2023-05-18 18:21:10 ET
Summary
- Amdocs Limited has proven to be an excellent value creator over the past decade.
- Modest growth and a gradual reduction in the share count, but mostly a valuation re-rating, has driven Amdocs Limited shareholder returns.
- I like this story, but the valuation simply seems fair here with shares trading near their highs, making me cautious on the risk-reward of Amdocs Limited.
Shares of Amdocs Limited ( DOX ) recently surfaced on my radar after the company announced a bolt-on deal in recent weeks, warranting a long overdue investment thesis which goes back ten years. Back in 2013, Amdocs announced a bolt-on deal, when I concluded that a 12 times earnings multiple and strong balance sheet , made shares look attractive, at the time trading in the mid-thirties.
A Quick Look Back
Amdocs is a provider of software and related service to the wider telecommunication and media sector. A $120 million bolt-on deal for Actix, announced in 2013, triggered me to establish an investment thesis on the firm.

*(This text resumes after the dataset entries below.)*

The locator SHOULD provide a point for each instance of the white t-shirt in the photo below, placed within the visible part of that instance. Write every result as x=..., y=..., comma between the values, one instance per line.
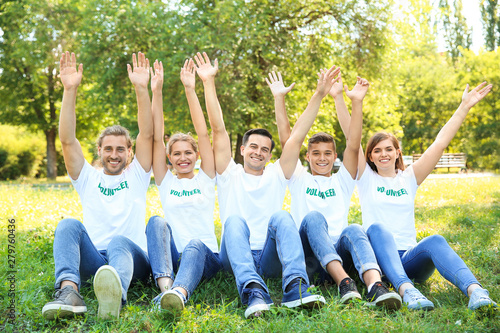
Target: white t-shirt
x=330, y=196
x=254, y=198
x=391, y=202
x=114, y=205
x=188, y=205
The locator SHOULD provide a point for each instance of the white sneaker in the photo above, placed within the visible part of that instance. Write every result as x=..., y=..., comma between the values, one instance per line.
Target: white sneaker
x=108, y=290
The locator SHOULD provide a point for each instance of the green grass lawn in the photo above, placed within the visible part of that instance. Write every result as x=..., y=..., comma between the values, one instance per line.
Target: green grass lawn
x=466, y=211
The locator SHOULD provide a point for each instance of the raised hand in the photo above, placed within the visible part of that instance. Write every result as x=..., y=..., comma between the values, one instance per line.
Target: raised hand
x=188, y=76
x=138, y=73
x=359, y=91
x=70, y=76
x=326, y=79
x=277, y=85
x=337, y=88
x=469, y=99
x=157, y=76
x=204, y=68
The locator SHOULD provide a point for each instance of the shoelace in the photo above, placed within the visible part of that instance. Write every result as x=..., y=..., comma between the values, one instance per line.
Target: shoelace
x=415, y=295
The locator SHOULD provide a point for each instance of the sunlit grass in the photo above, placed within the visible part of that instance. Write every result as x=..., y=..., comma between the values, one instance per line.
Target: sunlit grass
x=464, y=210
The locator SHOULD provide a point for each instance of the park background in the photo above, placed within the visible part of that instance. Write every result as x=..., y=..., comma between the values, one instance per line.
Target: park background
x=416, y=54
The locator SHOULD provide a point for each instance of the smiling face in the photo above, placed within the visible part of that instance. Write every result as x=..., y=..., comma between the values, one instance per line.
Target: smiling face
x=183, y=158
x=256, y=153
x=321, y=156
x=384, y=155
x=114, y=154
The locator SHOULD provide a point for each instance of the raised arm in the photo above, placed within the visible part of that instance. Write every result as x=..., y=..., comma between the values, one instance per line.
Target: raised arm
x=425, y=164
x=222, y=145
x=138, y=74
x=337, y=92
x=188, y=79
x=72, y=151
x=353, y=139
x=291, y=150
x=159, y=153
x=279, y=92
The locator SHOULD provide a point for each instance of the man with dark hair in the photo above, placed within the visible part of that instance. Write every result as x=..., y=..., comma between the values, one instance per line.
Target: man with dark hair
x=320, y=204
x=111, y=241
x=259, y=239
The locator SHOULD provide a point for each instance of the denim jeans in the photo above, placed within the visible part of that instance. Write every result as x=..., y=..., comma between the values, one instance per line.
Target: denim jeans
x=165, y=259
x=76, y=258
x=353, y=246
x=419, y=262
x=280, y=256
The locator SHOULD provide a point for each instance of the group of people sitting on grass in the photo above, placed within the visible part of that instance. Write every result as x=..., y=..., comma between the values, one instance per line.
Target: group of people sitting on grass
x=259, y=239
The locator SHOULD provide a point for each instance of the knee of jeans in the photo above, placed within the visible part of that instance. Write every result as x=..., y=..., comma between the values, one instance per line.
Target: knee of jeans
x=312, y=219
x=68, y=225
x=376, y=229
x=235, y=223
x=194, y=245
x=282, y=218
x=155, y=224
x=117, y=242
x=355, y=231
x=436, y=241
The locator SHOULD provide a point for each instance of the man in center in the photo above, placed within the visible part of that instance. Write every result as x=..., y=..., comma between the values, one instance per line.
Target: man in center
x=258, y=239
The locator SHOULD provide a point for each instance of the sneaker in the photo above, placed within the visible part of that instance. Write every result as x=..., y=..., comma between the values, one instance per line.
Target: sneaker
x=173, y=300
x=348, y=290
x=108, y=290
x=67, y=302
x=414, y=300
x=481, y=298
x=298, y=296
x=379, y=295
x=258, y=301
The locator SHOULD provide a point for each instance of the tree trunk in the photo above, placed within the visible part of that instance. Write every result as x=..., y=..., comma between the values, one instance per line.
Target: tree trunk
x=50, y=136
x=237, y=155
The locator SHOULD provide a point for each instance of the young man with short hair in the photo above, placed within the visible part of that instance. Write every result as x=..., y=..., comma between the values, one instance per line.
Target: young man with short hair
x=259, y=239
x=111, y=241
x=320, y=203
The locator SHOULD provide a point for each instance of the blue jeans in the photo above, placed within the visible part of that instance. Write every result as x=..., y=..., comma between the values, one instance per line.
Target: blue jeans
x=419, y=262
x=76, y=258
x=353, y=246
x=280, y=256
x=165, y=259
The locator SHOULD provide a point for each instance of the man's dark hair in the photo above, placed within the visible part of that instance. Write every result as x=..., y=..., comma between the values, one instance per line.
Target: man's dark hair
x=259, y=131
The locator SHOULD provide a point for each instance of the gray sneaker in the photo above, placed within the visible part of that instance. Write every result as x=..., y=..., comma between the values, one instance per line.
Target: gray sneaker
x=67, y=302
x=108, y=290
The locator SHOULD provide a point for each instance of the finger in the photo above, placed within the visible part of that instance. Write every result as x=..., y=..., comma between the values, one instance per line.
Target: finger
x=207, y=59
x=198, y=61
x=201, y=58
x=479, y=86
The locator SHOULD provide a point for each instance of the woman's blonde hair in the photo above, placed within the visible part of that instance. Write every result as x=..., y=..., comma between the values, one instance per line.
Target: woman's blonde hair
x=374, y=140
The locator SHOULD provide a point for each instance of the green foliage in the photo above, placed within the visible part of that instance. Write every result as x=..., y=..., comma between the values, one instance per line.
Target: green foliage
x=21, y=153
x=465, y=210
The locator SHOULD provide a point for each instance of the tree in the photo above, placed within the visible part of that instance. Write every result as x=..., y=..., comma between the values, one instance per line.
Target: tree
x=490, y=15
x=34, y=33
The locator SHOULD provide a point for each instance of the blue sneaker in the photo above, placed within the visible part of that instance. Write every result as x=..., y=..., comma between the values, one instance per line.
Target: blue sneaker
x=298, y=296
x=481, y=298
x=258, y=301
x=414, y=300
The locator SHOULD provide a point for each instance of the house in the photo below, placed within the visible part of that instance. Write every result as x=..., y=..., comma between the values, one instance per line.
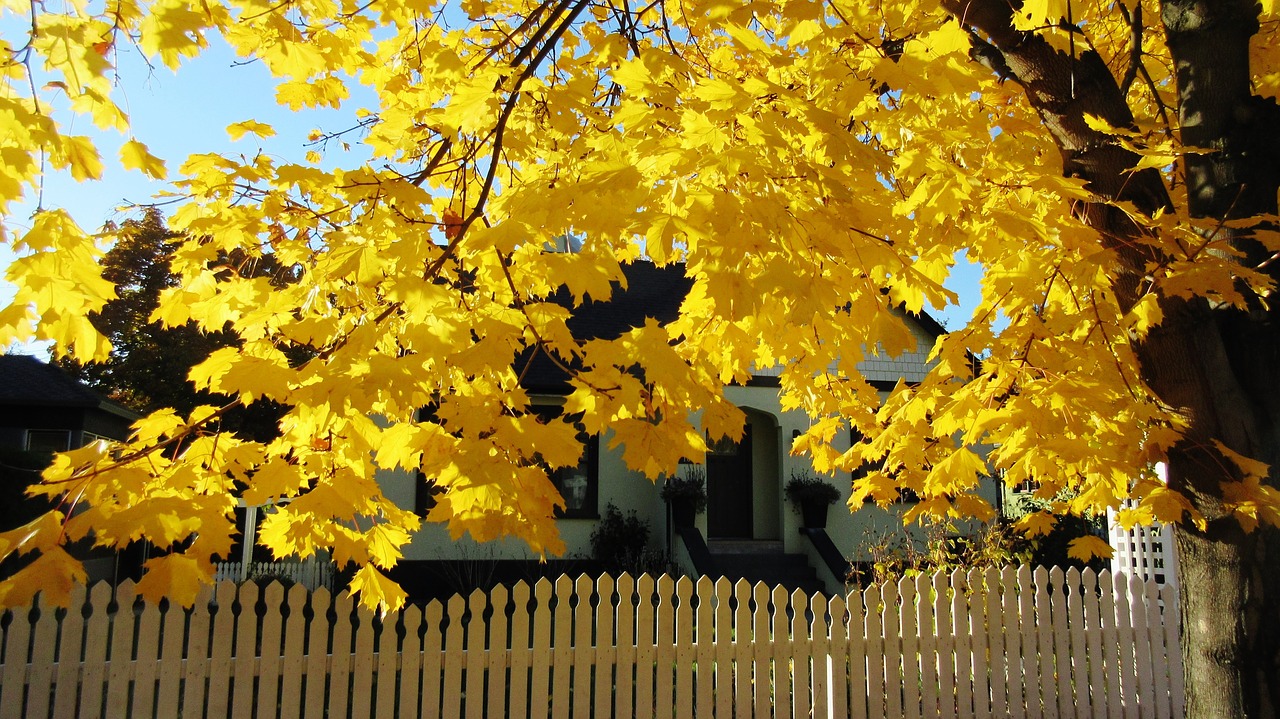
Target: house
x=749, y=530
x=42, y=411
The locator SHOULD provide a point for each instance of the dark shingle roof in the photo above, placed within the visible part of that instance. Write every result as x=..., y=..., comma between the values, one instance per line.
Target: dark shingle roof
x=26, y=380
x=652, y=292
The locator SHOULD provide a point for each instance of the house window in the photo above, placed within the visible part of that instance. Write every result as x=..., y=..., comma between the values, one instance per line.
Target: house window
x=579, y=485
x=1027, y=486
x=49, y=440
x=424, y=494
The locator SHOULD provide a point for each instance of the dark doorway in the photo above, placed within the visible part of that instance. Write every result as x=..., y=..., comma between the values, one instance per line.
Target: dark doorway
x=728, y=489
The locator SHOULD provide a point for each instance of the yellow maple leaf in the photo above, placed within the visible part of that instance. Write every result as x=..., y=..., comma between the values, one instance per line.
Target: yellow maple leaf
x=376, y=591
x=136, y=156
x=174, y=576
x=1087, y=548
x=1036, y=523
x=248, y=127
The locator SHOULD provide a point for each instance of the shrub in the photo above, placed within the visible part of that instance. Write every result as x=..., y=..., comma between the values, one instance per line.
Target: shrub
x=691, y=486
x=808, y=488
x=618, y=540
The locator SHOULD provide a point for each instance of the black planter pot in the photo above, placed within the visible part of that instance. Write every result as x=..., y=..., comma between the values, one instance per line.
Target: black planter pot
x=814, y=513
x=682, y=512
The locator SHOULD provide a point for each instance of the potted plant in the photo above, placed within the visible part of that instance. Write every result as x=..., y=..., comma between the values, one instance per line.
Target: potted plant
x=813, y=497
x=686, y=495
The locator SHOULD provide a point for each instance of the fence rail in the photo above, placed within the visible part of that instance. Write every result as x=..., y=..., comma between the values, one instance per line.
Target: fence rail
x=961, y=646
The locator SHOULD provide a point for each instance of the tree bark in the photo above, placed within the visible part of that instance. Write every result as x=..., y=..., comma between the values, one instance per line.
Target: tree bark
x=1217, y=367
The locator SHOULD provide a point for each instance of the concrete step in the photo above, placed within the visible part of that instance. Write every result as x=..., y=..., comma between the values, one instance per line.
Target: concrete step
x=773, y=568
x=744, y=546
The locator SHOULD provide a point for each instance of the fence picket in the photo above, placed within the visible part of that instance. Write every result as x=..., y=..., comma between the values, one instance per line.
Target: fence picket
x=781, y=633
x=874, y=633
x=704, y=646
x=96, y=637
x=859, y=690
x=604, y=646
x=272, y=642
x=837, y=613
x=292, y=662
x=1093, y=692
x=1110, y=646
x=341, y=656
x=69, y=655
x=562, y=646
x=1173, y=649
x=498, y=653
x=14, y=674
x=682, y=649
x=1142, y=647
x=433, y=658
x=1156, y=641
x=40, y=676
x=1061, y=639
x=819, y=656
x=644, y=694
x=1013, y=640
x=455, y=658
x=1125, y=632
x=927, y=644
x=723, y=646
x=474, y=654
x=147, y=650
x=995, y=641
x=988, y=644
x=583, y=647
x=946, y=647
x=762, y=644
x=978, y=636
x=521, y=649
x=411, y=664
x=960, y=619
x=626, y=654
x=1031, y=651
x=799, y=682
x=318, y=655
x=1079, y=651
x=385, y=672
x=744, y=645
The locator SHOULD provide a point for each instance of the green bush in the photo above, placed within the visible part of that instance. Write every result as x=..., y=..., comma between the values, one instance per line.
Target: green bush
x=620, y=544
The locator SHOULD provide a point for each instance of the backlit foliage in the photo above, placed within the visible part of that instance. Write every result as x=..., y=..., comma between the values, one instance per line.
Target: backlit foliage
x=814, y=164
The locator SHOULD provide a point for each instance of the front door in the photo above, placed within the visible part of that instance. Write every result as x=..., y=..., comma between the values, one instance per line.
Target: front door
x=728, y=489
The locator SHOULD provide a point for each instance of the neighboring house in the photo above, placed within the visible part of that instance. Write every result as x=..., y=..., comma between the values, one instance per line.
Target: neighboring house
x=42, y=411
x=45, y=410
x=750, y=530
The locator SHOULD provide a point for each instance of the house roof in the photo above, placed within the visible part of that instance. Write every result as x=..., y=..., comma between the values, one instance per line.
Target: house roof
x=28, y=381
x=652, y=292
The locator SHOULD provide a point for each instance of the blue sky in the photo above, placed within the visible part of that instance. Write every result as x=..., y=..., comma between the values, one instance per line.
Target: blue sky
x=184, y=113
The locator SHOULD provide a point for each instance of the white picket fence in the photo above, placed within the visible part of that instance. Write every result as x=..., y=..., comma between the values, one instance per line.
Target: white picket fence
x=965, y=645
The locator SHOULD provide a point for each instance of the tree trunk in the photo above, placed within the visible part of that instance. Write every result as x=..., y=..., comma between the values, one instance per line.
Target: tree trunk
x=1217, y=367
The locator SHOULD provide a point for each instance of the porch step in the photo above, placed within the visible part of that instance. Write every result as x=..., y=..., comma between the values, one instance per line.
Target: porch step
x=744, y=546
x=768, y=564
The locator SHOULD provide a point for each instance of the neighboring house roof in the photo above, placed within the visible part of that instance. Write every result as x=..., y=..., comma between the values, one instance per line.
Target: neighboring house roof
x=28, y=381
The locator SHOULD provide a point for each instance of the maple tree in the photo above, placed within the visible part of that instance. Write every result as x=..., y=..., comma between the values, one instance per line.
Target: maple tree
x=816, y=165
x=149, y=363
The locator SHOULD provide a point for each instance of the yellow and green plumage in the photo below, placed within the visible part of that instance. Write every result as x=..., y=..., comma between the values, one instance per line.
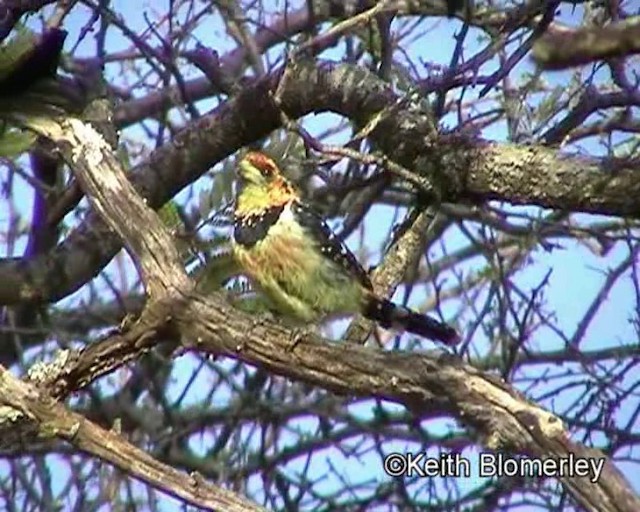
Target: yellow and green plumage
x=290, y=253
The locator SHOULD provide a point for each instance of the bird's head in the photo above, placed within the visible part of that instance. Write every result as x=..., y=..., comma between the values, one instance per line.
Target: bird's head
x=258, y=169
x=261, y=184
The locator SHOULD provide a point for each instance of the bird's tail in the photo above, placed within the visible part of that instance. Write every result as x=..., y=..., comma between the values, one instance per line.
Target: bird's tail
x=390, y=315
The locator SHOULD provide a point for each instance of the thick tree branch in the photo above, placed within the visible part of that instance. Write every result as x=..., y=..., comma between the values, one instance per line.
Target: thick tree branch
x=503, y=417
x=52, y=419
x=465, y=169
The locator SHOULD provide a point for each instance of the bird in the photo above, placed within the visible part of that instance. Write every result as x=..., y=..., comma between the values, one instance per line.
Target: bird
x=290, y=254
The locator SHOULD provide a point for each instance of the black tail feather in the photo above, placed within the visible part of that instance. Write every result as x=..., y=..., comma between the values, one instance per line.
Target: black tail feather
x=390, y=315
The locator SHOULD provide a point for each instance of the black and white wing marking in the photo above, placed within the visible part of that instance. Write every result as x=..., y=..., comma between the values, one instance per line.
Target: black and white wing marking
x=248, y=230
x=328, y=243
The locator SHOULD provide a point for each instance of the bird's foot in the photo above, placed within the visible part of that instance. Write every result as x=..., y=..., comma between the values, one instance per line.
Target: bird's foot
x=298, y=334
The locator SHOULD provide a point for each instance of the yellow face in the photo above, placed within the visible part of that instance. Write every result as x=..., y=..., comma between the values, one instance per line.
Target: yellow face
x=257, y=169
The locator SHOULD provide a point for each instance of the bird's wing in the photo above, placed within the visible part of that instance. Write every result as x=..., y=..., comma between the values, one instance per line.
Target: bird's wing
x=328, y=243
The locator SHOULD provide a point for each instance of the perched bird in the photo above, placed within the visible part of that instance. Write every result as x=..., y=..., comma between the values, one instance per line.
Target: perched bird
x=294, y=258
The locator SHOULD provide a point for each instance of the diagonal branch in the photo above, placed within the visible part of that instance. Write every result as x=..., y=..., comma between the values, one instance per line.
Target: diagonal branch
x=54, y=419
x=504, y=419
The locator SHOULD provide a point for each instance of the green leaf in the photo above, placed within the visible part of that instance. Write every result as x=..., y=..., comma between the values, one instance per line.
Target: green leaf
x=15, y=142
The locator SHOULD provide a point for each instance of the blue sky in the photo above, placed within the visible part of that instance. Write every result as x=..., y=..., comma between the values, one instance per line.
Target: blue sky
x=577, y=274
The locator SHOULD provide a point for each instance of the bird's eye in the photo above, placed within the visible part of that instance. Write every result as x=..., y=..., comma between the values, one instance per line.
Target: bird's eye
x=263, y=163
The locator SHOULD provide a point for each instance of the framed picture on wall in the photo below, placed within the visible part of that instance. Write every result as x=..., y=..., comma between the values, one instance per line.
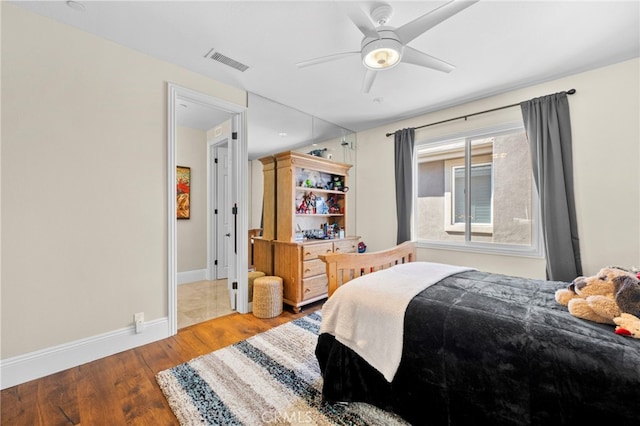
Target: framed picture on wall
x=183, y=192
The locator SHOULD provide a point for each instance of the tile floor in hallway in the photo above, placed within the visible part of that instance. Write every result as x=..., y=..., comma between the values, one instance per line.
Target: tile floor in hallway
x=202, y=300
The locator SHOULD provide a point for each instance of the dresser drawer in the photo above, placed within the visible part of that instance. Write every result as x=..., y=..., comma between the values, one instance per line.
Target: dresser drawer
x=311, y=251
x=313, y=287
x=313, y=267
x=345, y=246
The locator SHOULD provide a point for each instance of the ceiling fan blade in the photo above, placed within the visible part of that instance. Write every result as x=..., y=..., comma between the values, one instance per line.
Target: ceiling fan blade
x=368, y=80
x=325, y=59
x=413, y=29
x=360, y=19
x=413, y=56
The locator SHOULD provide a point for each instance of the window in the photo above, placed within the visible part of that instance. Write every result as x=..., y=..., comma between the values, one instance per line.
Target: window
x=476, y=192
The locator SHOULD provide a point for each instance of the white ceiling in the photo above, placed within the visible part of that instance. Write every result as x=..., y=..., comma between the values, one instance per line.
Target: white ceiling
x=496, y=46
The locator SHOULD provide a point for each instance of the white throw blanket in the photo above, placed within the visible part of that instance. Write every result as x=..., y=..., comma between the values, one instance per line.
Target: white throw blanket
x=367, y=313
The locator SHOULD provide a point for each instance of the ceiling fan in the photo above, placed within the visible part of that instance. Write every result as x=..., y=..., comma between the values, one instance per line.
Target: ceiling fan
x=384, y=47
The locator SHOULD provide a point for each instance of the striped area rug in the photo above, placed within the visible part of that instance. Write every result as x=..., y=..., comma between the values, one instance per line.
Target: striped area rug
x=270, y=378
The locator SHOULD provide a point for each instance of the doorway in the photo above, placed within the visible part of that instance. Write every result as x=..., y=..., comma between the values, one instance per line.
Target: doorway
x=235, y=194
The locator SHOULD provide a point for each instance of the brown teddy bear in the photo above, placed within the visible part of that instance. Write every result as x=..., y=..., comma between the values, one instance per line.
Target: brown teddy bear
x=604, y=297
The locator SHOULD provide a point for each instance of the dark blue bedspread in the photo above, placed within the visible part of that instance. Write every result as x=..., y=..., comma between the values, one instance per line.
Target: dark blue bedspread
x=499, y=350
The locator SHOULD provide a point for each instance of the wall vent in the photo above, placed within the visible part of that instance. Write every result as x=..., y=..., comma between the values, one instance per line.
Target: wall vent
x=216, y=56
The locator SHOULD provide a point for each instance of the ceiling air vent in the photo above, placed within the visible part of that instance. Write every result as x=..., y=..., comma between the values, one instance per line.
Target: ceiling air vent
x=212, y=54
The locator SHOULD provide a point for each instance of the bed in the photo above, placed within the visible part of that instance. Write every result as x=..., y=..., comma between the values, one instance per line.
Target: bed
x=479, y=347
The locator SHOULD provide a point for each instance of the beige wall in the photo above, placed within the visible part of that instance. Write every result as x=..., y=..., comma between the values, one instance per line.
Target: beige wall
x=605, y=120
x=191, y=151
x=84, y=182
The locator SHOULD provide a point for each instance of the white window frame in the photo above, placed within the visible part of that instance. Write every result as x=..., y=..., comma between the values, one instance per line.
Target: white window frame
x=535, y=249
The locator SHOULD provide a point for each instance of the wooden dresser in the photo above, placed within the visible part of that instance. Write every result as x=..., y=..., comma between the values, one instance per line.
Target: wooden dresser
x=291, y=242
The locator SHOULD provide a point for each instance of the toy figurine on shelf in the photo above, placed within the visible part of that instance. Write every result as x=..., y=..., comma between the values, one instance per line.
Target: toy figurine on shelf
x=334, y=207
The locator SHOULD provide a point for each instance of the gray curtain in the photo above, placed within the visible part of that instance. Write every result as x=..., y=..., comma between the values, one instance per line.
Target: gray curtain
x=548, y=126
x=404, y=181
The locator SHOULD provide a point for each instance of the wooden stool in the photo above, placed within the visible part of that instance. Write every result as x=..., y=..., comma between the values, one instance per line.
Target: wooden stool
x=252, y=276
x=267, y=297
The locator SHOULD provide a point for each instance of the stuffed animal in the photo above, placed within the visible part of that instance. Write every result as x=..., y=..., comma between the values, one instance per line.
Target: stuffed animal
x=603, y=297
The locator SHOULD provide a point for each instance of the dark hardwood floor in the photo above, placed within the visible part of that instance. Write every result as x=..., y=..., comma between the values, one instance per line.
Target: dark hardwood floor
x=121, y=389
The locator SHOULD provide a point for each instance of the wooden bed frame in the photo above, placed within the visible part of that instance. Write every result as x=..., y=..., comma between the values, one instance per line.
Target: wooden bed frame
x=343, y=267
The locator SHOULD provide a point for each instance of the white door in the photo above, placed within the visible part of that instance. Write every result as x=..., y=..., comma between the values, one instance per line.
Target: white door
x=222, y=214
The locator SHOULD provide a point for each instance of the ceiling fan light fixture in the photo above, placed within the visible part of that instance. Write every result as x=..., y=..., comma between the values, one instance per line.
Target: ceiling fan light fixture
x=382, y=54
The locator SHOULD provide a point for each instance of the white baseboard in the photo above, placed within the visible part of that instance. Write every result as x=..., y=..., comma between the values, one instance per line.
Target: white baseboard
x=34, y=365
x=192, y=276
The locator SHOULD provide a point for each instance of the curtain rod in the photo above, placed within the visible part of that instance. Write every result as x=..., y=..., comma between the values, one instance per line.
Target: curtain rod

At the time, Amdocs generated about $3.3 billion in revenues, posting solid earnings at a rate of around $400 million, as earnings of $3.35 per share translated into a non-demanding 12 times earnings multiple at $37 per share. Moreover, the company operated with a net cash position of around a billion dollars, equal to more than $6 per share, as operating assets traded at less than 10 times earnings.
These were non-demanding multiples, amidst modest growth, although there was some uncertainty in the business model, in part related to the high exposure to large telecommunication companies like Verizon Communications Inc. ( VZ ) and its peers. Large-scale M&A in the sector had the potential to create disruption, besides the risk of customer concentration, of course.
Moving Forward
If we fast-forward a decade in time, we have seen Amdocs Limited shares rise to $94 per share, as shares trade within imminent reach of their highs. These 150% returns translate into returns of nearly 10% per annum, very decent and stable returns, as Amdocs has proven to be an excellent value creator (aided by a low valuation from the get go).
Fast forwarding to November 2022, we can see how shareholder value has been created. The company reported a 7% increase in full year sales to $4.6 billion, marking just 40% cumulative growth over the past decade. The company posted GAAP profits of $550 million, equal to $4.44 per share (with earnings per share growth aided by share buybacks).
Adjusted earnings came in around a hundred million higher, with earnings on that basis improving to $5.30 per share. Realistic earnings come in around the midpoint of both numbers, as the adjustment between both metrics stem roughly fifty-fifty from amortization charges and stock-based compensation expenses.
One thing had changed: while Amdocs Limited continued to hold onto a net cash position, it had shrunk to about $173 million by the end of 2022. Based on the assumption that a near $5.00 earnings per share number is realistic, it is clear that most of the valuation creation came from a re-rating, from about 12 times earnings to 18 times earnings here.
The 2023 guidance is comforting, with sales seen up 6% at the midpoint of the guidance range on a reported basis, as growth is expected to come in two points higher on a constant currency basis, with non-GAAP earnings seen up 10%.
Some Recent Momentum
Early in May 2023, Amdocs announced a typical bolt-on deal. The company reached a deal to acquire the service assurance business of TEOCO in a $90 million deal. For the fiscal year 2024, the revenue contribution is pegged at around half a percent of the revenue base. That suggests about a $25 million revenue contribution, indicating the deal does not really come cheap at more than 3.5 times sales. After all, Amdocs trades just above 2 times sales here. Given the relatively small revenue base of the TEOCO activities, no real impact (dilution or accretion) is seen to near-term earnings.
A few days later, the company announced a 7% increase in second quarter sales to $1.22 billion, as the company continues to be on track to achieve the full year guidance. This suggests that sales are seen around $5 billion, with earnings per share seen at around $5.88 per share. The company ended the quarter with a $216 million net cash position, although that net cash will fall to about a dollar per share upon the TEOCO deal.
Fairly Valued
Subtracting about sixty cents from the adjusted earnings range, I peg realistic Amdocs Limited earnings around $5.40 per share, as operating assets trade around 17-18 times realistic earnings on that basis, amidst an unleveraged balance sheet.
This seems about fair, as the re-rating appears to be complete. While Amdocs Limited is a decent long-term value creator, I am not too impressed with the long-term positioning (given its largest clientele basis) in combination with a largely depleted net cash position and a re-rating towards a market multiple.